With British Prime Minister David Cameron on the sidelines of the debate due to London's special opt-out on EU asylum issues, Juncker's toughest opponents on quotas have been poorer, ex-communist states in the east, whose leaders say their societies cannot cope with an influx of mainly Muslim refugees.
The addition of Hungary to Juncker's previous proposal to take asylum seekers from Italy and Greece both recognizes that tens of thousands of migrants have surged into Hungary over the summer, hoping to reach Germany. But it also gives Hungary's hardline Prime Minister Viktor Orban, the most outspoken critic of quotas, an interest in supporting the new scheme - dividing the eastern leaders, four of whom met in Prague on Friday.
The Visegrad group - Poland, Hungary, Slovakia and the Czech Republic - issued a statement stressing the need to defend the EU's borders, as Orban is doing with a razor-wire fence. But it is unclear if they can maintain a solid bloc opposed to a quota relocation system. Orban said after meeting Juncker on Thursday that he might consider it if it were formally offered to him.
EU officials say the enlarged scheme could relocate some 50,000 or so people from Hungary over the next two years, in addition to more than 100,000 from Italy and Greece.
Moreover, Merkel has made increasingly clear German concern about the lack of "solidarity" among other EU states at a time when Germany is expecting to take in 800,000 people this year.

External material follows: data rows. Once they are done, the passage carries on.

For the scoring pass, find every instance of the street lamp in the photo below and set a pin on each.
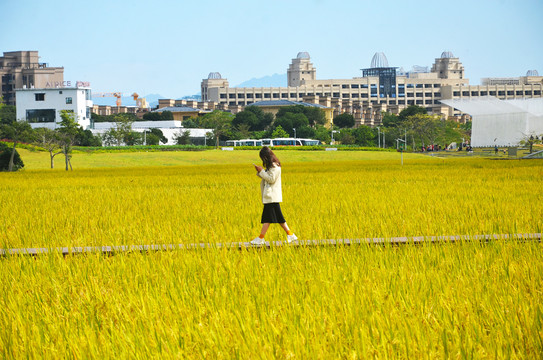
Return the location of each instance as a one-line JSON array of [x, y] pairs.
[[332, 142]]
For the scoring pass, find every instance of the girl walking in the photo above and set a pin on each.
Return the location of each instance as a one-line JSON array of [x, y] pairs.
[[270, 187]]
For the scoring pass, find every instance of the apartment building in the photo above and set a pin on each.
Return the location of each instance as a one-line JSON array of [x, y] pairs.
[[22, 69], [381, 88]]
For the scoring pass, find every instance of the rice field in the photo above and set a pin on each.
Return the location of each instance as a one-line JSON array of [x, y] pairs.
[[465, 300]]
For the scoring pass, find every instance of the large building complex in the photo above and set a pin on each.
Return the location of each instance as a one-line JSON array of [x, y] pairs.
[[381, 88], [22, 69]]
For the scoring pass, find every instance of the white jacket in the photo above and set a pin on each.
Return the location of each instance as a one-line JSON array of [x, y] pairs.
[[270, 186]]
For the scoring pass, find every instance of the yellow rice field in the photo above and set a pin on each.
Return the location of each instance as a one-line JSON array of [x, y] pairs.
[[464, 300]]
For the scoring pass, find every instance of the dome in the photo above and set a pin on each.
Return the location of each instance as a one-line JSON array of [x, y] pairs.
[[214, 75], [379, 60]]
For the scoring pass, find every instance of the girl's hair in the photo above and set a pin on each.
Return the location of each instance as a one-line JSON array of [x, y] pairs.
[[268, 158]]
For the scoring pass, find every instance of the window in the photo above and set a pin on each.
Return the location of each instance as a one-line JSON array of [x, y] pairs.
[[40, 115]]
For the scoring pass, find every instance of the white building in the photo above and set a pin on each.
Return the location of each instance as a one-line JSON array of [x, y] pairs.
[[501, 122], [42, 107], [170, 129]]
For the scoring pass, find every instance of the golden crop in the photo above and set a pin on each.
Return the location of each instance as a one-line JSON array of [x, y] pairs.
[[463, 300]]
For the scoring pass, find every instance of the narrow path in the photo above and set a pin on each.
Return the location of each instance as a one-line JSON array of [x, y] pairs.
[[268, 245]]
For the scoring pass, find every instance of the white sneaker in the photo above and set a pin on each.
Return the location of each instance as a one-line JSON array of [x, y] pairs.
[[291, 238], [258, 241]]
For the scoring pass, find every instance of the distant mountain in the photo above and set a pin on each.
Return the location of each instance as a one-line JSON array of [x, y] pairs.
[[152, 100], [275, 80]]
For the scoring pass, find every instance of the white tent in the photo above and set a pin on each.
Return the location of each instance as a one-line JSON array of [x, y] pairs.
[[501, 122]]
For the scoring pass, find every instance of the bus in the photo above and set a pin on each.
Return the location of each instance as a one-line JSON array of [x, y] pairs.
[[273, 142]]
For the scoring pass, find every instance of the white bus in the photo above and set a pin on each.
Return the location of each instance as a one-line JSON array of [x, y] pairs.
[[273, 142]]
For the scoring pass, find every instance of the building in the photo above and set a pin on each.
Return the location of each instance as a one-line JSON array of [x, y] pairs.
[[501, 122], [381, 88], [22, 69], [273, 107], [42, 107]]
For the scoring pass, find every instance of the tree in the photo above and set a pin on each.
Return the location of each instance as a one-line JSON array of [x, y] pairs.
[[363, 136], [18, 131], [121, 133], [344, 120], [410, 111], [6, 159], [49, 140], [67, 132], [182, 137], [279, 132], [8, 114], [220, 122], [159, 134]]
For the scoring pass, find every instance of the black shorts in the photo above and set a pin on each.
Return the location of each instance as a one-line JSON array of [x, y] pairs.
[[272, 214]]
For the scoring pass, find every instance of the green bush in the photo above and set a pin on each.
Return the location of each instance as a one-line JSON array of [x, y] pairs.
[[5, 155]]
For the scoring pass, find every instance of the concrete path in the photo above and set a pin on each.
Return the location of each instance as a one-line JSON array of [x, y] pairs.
[[268, 245]]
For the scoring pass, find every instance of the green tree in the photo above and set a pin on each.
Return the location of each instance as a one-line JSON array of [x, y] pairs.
[[410, 111], [8, 114], [67, 133], [322, 134], [182, 137], [17, 131], [49, 140], [363, 136], [121, 133], [220, 122], [8, 161], [279, 132], [344, 120]]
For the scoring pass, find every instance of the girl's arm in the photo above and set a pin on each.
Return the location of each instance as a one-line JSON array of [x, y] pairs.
[[271, 175]]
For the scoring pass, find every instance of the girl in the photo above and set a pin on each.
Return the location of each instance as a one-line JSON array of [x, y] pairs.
[[270, 187]]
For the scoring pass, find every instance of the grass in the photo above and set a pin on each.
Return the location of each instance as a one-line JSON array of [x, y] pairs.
[[465, 300]]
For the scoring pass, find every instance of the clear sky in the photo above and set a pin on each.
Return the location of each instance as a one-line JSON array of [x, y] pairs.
[[167, 47]]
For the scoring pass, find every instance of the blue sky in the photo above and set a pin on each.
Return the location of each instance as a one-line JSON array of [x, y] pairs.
[[167, 47]]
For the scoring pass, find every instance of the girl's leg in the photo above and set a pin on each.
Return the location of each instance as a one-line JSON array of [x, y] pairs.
[[265, 228], [285, 227]]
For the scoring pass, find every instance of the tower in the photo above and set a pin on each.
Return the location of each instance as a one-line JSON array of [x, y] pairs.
[[301, 69], [448, 67]]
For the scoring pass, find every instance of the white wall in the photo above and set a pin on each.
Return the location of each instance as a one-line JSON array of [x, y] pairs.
[[55, 99]]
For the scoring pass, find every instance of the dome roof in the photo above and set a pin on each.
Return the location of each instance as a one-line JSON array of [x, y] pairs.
[[379, 60], [214, 75]]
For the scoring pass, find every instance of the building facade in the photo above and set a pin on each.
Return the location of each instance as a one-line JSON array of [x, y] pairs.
[[381, 88], [22, 69], [42, 107]]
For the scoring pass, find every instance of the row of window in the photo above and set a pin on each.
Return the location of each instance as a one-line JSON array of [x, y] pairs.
[[41, 97], [374, 102], [500, 93]]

Poland and other central European states which benefit from substantial EU subsidies are reluctant to alienate Berlin.
Among other proposals Juncker will make, EU officials said he would call for an agreed common list of "safe" countries whose citizens will face a fast-track procedure for deportation.
And he will put forward a permanent mechanism for relocating asylum-seekers whenever emergency levels are reached in any one state. In principle, each EU country is supposed to process the asylum claims of everyone who first arrives in the bloc on their territory. But frontline states have been unable to cope.
One element of that permanent mechanism could be an option for countries to opt out for a short period from taking in asylum seekers, an EU official said, and instead choose to make a "financial contribution" to handling those people elsewhere.